Friday, June 24, 2011

Strawberry Rhubarb Shortcake

It has been an interesting week. A friend and I agreed to skip the sugar this week. You know, no candy, sweets, etc. We didn't skip fruit though, no worries!!

We had a few exceptions and mine was dessert last night. We had company and I wanted my dessert!!! Side note, it's going so well we are doing it again next week. Sunday is our "free" day and I may need a fancy sugary coffee drink Monday night since I will be driving through the night but other than that, no sugar.

Oops, where was I? Oh yeah, strawberry shortcake. :) Well, I started dessert and realized I had a teensy tiny problem. I have NO white sugar in my house. NONE!!! I really didn't feel like running to the store. If you have several children yourself, I am sure you completely understand the agony of running to the store for one single item, them in tow.

I decided to once again make my guests my guinea pigs. Some of you know that feeling already, haha.

I made the shortcake from Robert Irvine's strawberry shortcake recipe. Instead of white sugar I used packed brown sugar. The cake turned out really good.
After baking the cake I put it on a plate to cool then sliced it into 2 layers.

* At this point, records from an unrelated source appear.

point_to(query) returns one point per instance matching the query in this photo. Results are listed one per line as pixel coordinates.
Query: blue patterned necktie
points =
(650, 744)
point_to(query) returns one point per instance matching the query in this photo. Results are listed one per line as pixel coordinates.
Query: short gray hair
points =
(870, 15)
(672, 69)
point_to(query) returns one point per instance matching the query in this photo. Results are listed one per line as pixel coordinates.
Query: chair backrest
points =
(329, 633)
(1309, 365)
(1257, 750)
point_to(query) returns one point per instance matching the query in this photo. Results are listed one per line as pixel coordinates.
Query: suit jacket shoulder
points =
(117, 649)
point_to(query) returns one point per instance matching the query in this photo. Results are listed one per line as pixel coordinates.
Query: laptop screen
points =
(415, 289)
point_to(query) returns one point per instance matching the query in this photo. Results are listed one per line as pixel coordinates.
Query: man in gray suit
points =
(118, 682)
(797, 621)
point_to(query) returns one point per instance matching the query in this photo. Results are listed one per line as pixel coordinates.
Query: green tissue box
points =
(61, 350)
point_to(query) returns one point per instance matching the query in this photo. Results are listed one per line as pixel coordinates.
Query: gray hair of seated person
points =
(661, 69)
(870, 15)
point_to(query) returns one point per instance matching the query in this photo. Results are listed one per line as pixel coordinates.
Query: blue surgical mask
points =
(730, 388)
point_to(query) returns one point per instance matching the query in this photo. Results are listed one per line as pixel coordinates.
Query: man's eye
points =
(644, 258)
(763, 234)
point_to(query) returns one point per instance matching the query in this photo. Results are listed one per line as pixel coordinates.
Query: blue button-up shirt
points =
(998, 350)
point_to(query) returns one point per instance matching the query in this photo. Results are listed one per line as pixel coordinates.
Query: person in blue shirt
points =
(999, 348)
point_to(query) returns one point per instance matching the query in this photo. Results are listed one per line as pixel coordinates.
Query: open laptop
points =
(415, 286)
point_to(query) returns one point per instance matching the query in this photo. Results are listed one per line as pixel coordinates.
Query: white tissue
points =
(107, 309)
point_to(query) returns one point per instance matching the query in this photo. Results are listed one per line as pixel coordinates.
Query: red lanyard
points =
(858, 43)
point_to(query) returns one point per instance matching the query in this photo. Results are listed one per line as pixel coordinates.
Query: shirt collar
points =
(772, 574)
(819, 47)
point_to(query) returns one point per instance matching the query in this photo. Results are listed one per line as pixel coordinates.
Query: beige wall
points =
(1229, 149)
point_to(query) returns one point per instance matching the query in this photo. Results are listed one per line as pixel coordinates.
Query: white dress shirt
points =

Next I spread a layer of strawberry rhubarb filling between the layers.

I made the filling by cooking together 2 stalks of rhubarb(chopped), 6-8 strawberries (quartered), approximately 1 cup of water, 2 tablespoons honey, and 1.5 tablespoons cornstarch. I cooked this mixture on medium, stirring frequently until it was fairly thick. After taking it off the burner I let it cool then put it between the layers.

After I plated each slice I heaped sliced strawberries on and around it, and spooned ginger honey whipped cream on the top.

To make the whipped cream I put approximately 1 cup heavy whipping cream in a chilled bowl. Then I drizzled honey over the beaters - not much. Maybe a teaspoon. AS I starting beating the cream I sprinkled approximately 1/8 teaspoon ground ginger into the mixture. The whipped cream was done when it formed stiff peaks.

I admit that it was the best sugar I have had all week!!!